WSJ's Joanna Stern's book I Am Not A Robot (out May 12) documents replacing Google search with ChatGPT, Perplexity, Gemini, and Claude for a full year.[15]Tech Brew — Joanna Stern's Great Gen AI Experiment The habit stuck — multimodal context dumps proved the killer feature — but the journalistic concern about reduced primary-source contact is real.
They don't actually know the truth; they just predict what words are likely to come next. — Joanna Stern
oMLX is a new inference runtime built on Apple's MLX framework that handles the KV cache differently: hot context lives in unified memory, older system prompts and tool definitions get paged to SSD via persistent caching. In a Codex coding task on an M2 MacBook with Qwen 3.6 35B, it generated at 47 tok/s vs. LM Studio's 16 tok/s, finished in 20 minutes vs. 35, and hit 89% cache efficiency across a 1.78M-token run.[16]Better Stack — oMLX local runner
~04:00 The reviewer used Codex instead of Claude Code specifically because Claude Code's system prompt eats ~16.2k tokens out of a 32k context — leaving only 16k for the actual project. Codex's leaner system prompt is essential for local-model workflows where every token counts.
~05:00
The killer feature: when context overflows, the actual computational state is on SSD, so a /clear in Codex doesn't erase the project — oMLX hydrates the model from disk on the next prompt and Codex picks up where it left off. The trade-off is occasional 400 errors at the context ceiling vs. LM Studio's rock-solid stability but RAM-saturating behavior.

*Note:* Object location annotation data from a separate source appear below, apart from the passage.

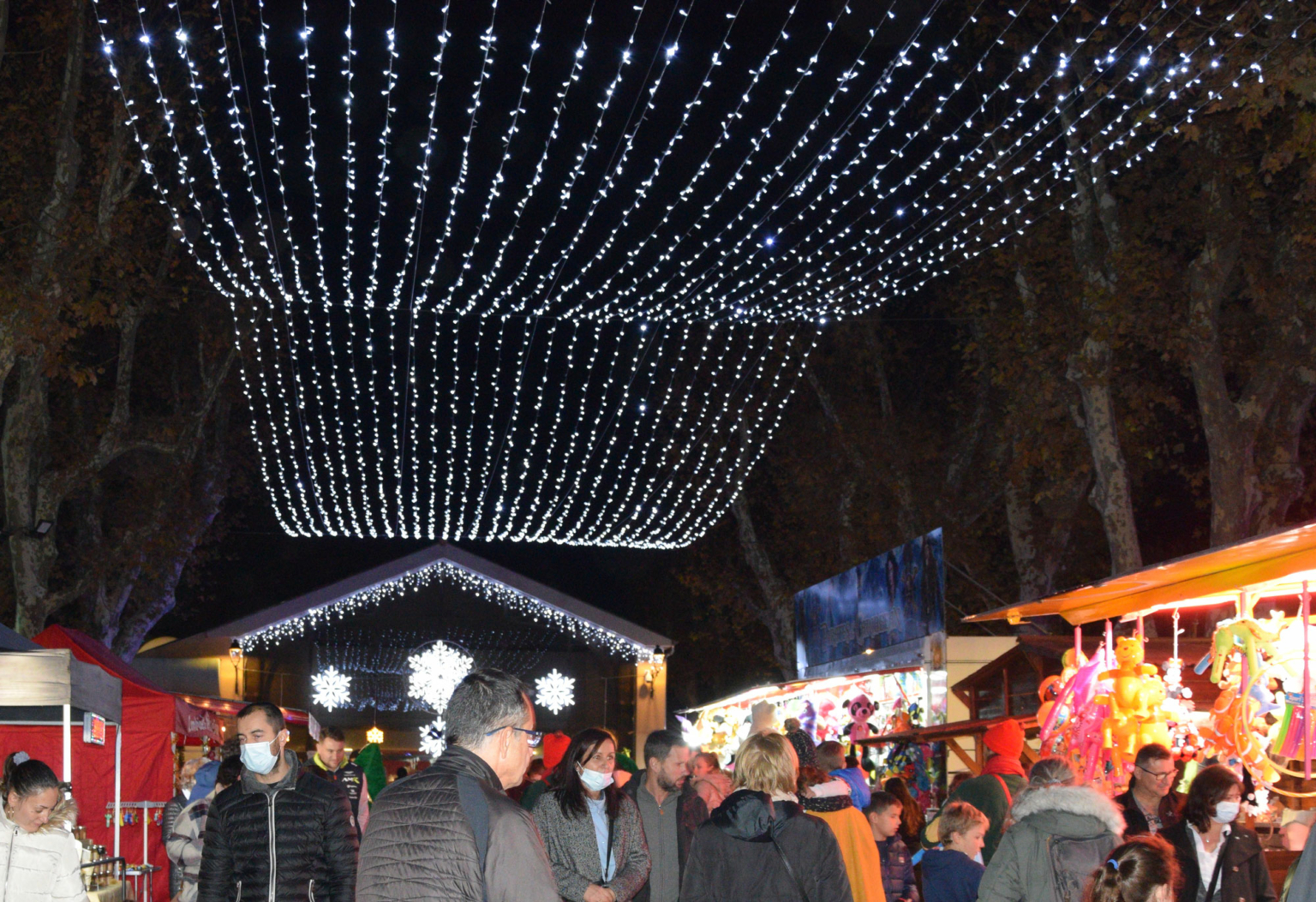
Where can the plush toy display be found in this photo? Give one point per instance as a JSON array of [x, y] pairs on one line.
[[861, 709], [1134, 700]]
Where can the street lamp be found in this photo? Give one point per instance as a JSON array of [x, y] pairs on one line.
[[236, 656]]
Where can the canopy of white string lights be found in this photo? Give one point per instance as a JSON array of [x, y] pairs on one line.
[[547, 272]]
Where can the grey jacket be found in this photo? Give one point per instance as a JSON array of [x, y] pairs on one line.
[[420, 847], [1060, 837], [574, 850]]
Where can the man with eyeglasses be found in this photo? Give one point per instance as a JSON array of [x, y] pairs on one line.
[[1151, 805], [451, 833]]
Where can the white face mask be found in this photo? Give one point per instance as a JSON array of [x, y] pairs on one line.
[[1225, 811], [592, 780], [257, 757]]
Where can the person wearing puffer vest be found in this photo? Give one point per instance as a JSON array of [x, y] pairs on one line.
[[41, 857], [760, 845], [1060, 835], [280, 833], [711, 783]]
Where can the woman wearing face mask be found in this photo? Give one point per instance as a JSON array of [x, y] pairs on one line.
[[591, 828], [42, 857], [1219, 859]]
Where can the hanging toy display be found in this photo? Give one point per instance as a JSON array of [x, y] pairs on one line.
[[1073, 726], [1134, 701]]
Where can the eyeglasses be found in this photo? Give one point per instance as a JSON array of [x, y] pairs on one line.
[[532, 737], [1157, 776]]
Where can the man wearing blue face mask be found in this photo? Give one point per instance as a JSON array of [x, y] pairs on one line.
[[280, 833], [1220, 860]]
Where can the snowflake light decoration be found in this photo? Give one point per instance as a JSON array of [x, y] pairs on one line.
[[554, 692], [436, 673], [332, 690], [432, 738]]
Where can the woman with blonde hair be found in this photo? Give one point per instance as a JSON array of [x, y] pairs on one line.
[[44, 859], [1061, 833], [760, 845]]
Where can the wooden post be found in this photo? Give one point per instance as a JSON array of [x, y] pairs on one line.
[[1307, 685]]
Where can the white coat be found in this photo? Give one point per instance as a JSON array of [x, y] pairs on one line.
[[41, 867]]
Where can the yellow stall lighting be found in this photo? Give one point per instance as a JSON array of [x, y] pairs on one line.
[[1264, 567]]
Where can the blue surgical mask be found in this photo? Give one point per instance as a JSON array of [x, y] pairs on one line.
[[1225, 813], [257, 757], [592, 780]]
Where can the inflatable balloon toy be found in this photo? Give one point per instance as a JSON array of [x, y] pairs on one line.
[[1134, 690]]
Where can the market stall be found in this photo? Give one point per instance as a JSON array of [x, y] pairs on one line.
[[59, 710], [953, 735], [152, 720], [1120, 692]]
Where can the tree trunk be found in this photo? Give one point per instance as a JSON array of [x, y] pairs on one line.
[[778, 609], [159, 594], [854, 466], [4, 27], [1230, 430], [24, 449], [68, 155], [1282, 477], [1094, 216]]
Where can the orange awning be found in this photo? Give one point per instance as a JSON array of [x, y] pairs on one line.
[[1267, 565]]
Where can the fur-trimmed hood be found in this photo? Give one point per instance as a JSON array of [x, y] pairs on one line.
[[63, 816], [1074, 811]]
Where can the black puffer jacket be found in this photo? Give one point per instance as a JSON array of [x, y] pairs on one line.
[[739, 855], [1245, 876], [303, 828], [420, 845]]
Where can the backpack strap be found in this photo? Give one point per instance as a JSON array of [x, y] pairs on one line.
[[476, 810], [1009, 800], [799, 884]]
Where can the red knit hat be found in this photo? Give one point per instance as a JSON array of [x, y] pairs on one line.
[[1006, 739], [554, 749]]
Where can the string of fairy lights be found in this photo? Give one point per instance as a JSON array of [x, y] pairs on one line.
[[540, 274], [538, 614]]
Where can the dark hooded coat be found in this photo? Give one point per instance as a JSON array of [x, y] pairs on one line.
[[751, 847]]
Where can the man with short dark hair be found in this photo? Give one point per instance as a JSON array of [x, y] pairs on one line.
[[1151, 803], [670, 811], [451, 833], [331, 763], [279, 833]]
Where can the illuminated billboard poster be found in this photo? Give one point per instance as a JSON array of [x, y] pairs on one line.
[[894, 600]]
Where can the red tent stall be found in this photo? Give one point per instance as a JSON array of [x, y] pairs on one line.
[[152, 720], [45, 695]]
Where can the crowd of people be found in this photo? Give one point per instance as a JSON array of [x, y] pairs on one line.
[[790, 822]]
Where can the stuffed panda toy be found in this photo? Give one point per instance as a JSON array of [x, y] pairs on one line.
[[861, 709]]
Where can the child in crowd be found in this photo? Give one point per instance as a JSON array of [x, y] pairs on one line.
[[950, 872], [1144, 869], [883, 813]]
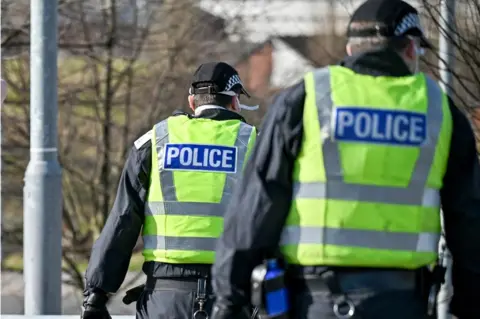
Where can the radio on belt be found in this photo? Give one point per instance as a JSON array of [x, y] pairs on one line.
[[200, 157], [269, 292]]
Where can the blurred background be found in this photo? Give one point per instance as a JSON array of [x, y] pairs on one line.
[[124, 65]]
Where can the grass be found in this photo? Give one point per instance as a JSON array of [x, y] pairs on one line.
[[15, 262]]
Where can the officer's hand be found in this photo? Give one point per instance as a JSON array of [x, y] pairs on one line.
[[94, 306]]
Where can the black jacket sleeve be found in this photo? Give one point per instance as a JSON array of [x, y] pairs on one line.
[[112, 251], [261, 202], [461, 211]]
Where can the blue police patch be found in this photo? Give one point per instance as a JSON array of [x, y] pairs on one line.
[[380, 126], [200, 157]]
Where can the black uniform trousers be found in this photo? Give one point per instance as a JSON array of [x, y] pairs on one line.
[[172, 299], [374, 295], [175, 299]]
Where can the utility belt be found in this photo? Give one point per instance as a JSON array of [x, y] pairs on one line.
[[339, 282], [202, 287]]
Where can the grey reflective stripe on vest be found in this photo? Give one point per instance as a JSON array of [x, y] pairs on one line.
[[172, 206], [423, 242], [415, 194]]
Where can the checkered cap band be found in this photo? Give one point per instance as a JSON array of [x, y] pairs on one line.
[[410, 21]]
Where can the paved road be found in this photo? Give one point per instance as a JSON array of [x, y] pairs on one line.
[[12, 297]]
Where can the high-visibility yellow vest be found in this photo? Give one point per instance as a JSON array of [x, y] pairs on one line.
[[195, 164], [367, 179]]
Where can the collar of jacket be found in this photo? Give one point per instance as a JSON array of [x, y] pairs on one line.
[[218, 114], [383, 62]]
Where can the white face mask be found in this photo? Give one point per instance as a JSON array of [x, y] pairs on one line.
[[419, 51], [246, 107]]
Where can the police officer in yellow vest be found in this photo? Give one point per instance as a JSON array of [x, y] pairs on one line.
[[348, 178], [175, 185]]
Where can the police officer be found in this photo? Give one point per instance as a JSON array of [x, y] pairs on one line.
[[176, 182], [347, 179]]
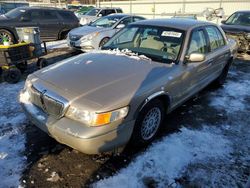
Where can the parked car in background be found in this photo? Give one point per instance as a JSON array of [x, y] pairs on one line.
[[237, 26], [97, 33], [82, 11], [74, 8], [95, 13], [97, 102], [53, 23], [6, 6]]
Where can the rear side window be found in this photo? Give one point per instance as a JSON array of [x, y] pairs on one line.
[[197, 43], [35, 14], [126, 21], [215, 37], [66, 15]]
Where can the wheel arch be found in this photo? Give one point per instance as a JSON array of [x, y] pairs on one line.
[[60, 36], [163, 96], [13, 32]]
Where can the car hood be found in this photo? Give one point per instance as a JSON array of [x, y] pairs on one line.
[[109, 80], [85, 30], [235, 28]]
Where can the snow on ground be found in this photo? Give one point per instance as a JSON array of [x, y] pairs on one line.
[[215, 156], [12, 138], [165, 160], [56, 44]]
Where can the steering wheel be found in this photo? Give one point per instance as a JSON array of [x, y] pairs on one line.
[[170, 51]]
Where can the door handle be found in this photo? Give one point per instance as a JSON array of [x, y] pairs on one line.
[[210, 61]]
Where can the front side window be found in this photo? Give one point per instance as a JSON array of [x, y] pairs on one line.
[[36, 15], [93, 12], [239, 18], [50, 15], [197, 43], [158, 43]]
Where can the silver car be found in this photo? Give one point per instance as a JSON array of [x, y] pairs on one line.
[[99, 101], [96, 34], [96, 13]]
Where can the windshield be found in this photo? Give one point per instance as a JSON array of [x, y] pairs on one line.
[[239, 18], [105, 22], [15, 13], [158, 43], [93, 12]]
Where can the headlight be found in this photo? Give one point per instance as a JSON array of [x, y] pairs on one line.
[[90, 36], [96, 119]]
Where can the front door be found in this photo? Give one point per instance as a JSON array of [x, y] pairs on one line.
[[196, 75]]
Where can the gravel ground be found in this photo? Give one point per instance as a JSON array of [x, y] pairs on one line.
[[205, 143]]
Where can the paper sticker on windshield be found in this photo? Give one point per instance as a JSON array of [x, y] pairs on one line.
[[171, 34]]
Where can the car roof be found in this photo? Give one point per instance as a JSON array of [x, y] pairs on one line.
[[177, 23]]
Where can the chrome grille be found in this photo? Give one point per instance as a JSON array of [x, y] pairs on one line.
[[46, 103]]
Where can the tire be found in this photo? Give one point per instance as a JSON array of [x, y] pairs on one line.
[[222, 77], [148, 123], [41, 63], [7, 34], [12, 75], [22, 66], [103, 41]]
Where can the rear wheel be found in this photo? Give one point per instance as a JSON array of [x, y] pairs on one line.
[[41, 63], [222, 78], [4, 34], [63, 35], [12, 76], [148, 123]]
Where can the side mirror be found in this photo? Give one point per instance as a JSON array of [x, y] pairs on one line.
[[195, 57], [120, 26], [24, 19]]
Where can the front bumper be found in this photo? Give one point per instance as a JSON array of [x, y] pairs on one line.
[[85, 46], [89, 140]]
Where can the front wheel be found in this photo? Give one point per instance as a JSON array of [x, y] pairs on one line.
[[222, 77], [12, 75], [148, 123], [6, 35], [103, 41]]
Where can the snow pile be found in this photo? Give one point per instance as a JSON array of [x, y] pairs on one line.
[[166, 160], [123, 52], [56, 44], [12, 138], [232, 97]]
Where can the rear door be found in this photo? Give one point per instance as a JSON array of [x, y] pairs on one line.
[[50, 25], [219, 53]]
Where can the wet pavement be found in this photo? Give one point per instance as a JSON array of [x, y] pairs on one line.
[[50, 164]]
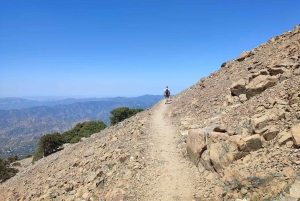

Two rapid-fire devtool firehoses landed May 8. GitHub Trending #33 features 35 projects worth knowing about — including Vercel DeepSeek (multi-stage AI security harness orchestrating Claude Opus 4.7 + GPT-5.5 across 1,000+ parallel sandboxes), free-claude-code (a local proxy intercepting Claude Code traffic to free models), Atlas (Rust+CUDA Blackwell engine hitting 100+ tok/s on Qwen 3.6 35B, 3× VLLM), Goal Buddy (a structured /goal-style scout-judge-worker loop), Photo Agents (vision-grounded memory with autonomous skill writing), and the gloriously cursed Cursed Browser (no rendering engine — sends raw HTML to a VLM and asks it to hallucinate what the page should look like).[17]Github Awesome — GitHub Trending Weekly #33
marimo's team published a 23-minute walkthrough of multi-cursor edits (Cmd-D), cell navigation, and AI-shortcut chords for their reactive Python notebook.[21]marimo — The Best Keyboard Shortcuts for marimo Practical for anyone running marimo notebooks day-to-day.
~08:00
Codex-Server: an MCP "cost-aware router" pattern — your frontier model is the tech lead reviewing; a cheaper model is the junior dev generating patches. Same shape as Gary Tan's /codex + /claude swap (topic 9) but at the MCP layer.